Australians have been a long staple of Niseko’s winter crowd. But, recent tourist numbers show a shifting trend as Aussies shun the slopes of Niseko for the ski fields in Honshu.
In 2018, foreign tourists spent a total of 465,000 nights in Niseko. Visitors from Hong Kong, Singapore and other countries in Asia are up, while visitor numbers from Australia are down by much as 20% since 2015.
The operator of a travel company in Sydney reported that room rates in Niseko had increased by up to 150% over the past three years, encouraging Australians to look elsewhere. In recent years, ski areas such as Nagano, Nekoma, Hakuba, and Myoko have been drawing the attention of foreign tourists looking for smaller crowds and less expensive stays.
Another tourist operator said Hakuba is becoming a popular alternative as a foreign-friendly ski town with lots of après-ski activities.

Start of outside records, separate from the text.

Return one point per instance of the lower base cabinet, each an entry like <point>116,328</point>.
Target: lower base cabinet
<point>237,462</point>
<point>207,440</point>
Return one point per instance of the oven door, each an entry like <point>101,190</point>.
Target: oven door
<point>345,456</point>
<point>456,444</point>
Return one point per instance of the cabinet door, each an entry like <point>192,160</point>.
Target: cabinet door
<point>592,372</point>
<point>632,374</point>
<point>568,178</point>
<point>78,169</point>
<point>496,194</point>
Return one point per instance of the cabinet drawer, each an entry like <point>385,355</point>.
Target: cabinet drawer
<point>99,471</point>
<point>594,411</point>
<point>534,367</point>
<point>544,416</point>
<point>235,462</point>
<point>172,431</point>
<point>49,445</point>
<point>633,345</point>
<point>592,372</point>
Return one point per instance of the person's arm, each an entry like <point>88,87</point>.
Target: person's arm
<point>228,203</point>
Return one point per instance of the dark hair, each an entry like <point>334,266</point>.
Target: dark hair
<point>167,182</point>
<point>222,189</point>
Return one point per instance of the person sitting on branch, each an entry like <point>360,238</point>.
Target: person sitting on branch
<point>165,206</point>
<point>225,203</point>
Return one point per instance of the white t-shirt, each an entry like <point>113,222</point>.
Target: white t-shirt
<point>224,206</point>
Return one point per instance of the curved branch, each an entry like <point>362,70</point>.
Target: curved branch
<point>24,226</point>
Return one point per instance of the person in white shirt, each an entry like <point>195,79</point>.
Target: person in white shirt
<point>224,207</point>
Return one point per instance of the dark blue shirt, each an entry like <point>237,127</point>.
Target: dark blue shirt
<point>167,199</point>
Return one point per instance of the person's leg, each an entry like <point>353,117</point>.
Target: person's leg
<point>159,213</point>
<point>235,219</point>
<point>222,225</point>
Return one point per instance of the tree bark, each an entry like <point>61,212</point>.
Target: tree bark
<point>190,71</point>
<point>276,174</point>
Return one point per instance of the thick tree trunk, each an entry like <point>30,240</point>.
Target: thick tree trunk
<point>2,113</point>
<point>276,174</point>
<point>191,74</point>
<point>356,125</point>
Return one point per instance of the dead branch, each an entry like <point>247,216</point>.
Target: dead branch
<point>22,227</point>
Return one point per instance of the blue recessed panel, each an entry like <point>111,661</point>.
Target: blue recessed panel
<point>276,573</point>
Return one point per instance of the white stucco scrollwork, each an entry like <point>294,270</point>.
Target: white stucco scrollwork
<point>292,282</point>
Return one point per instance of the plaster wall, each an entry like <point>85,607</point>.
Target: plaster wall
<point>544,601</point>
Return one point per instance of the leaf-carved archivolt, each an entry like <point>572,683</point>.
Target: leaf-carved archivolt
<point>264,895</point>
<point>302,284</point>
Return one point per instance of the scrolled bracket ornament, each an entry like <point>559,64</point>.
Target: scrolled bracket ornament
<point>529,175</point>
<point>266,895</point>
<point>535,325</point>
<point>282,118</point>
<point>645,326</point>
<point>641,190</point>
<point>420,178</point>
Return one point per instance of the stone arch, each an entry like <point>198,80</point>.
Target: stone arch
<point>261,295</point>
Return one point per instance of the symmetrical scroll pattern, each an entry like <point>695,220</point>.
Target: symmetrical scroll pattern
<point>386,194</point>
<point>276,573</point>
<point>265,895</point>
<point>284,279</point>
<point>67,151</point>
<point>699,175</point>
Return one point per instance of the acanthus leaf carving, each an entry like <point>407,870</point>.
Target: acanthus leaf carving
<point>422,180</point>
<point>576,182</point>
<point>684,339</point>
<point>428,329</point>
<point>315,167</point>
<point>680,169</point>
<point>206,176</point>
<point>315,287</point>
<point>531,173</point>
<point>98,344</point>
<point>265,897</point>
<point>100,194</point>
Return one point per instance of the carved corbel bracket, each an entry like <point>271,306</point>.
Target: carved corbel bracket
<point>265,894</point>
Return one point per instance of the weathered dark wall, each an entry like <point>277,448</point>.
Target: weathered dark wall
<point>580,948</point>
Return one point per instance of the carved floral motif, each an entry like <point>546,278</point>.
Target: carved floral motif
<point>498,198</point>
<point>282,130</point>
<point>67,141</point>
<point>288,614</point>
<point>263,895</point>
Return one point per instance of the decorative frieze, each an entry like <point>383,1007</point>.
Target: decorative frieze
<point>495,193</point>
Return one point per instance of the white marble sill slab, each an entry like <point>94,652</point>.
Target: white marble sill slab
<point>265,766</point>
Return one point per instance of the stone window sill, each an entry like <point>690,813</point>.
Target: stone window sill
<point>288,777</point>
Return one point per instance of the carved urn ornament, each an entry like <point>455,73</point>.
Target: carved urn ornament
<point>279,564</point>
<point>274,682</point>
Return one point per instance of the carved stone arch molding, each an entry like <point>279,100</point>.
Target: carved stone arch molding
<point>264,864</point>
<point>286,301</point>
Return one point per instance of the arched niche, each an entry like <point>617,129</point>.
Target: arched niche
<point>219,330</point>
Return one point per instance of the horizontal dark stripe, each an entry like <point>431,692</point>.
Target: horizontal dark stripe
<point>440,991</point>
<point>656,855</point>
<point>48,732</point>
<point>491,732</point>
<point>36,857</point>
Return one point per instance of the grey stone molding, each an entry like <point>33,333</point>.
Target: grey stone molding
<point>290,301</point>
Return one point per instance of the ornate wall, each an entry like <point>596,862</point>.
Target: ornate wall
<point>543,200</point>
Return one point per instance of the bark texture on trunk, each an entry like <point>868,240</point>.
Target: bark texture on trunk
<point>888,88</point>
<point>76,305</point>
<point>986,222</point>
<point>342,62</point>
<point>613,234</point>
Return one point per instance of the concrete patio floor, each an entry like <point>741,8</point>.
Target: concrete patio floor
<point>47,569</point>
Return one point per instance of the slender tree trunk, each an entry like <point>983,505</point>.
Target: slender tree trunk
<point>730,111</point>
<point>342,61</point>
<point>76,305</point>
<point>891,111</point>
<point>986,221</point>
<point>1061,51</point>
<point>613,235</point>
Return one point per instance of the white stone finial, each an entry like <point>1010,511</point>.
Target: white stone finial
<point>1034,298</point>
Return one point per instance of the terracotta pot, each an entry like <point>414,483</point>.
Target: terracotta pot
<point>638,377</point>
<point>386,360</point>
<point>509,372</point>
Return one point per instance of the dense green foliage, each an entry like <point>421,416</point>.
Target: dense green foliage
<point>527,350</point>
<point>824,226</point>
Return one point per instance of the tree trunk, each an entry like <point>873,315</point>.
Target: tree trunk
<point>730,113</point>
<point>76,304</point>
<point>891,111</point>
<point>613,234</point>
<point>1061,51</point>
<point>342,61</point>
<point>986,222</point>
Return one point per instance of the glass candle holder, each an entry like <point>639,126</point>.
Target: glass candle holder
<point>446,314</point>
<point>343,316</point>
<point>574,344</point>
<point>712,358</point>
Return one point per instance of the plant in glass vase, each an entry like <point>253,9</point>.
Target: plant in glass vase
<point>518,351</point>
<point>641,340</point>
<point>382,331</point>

Niseko’s transition into an expensive ski destination has seen the appearance of multi-million dollar ski homes and some hotel rooms going for as much as 1 million Yen (approx. US$9,000) per night. Aman Resorts is in the process of building luxury villas that will come with a price tag over as much as 2 billion Yen (approx. US$18 million) each. Unchecked development in the district has some concerned about the long-term effect on the natural scenery and environment. An increase in applications to drill for hot spring water has led the prefecture to consider implementing a future ban on any future hot spring drilling in the Hirafu district, for example.
In 2018, Hokkaido welcomed 3.12 million foreign tourists – the highest in its history. Approximately 80% of the visitors were from Asia.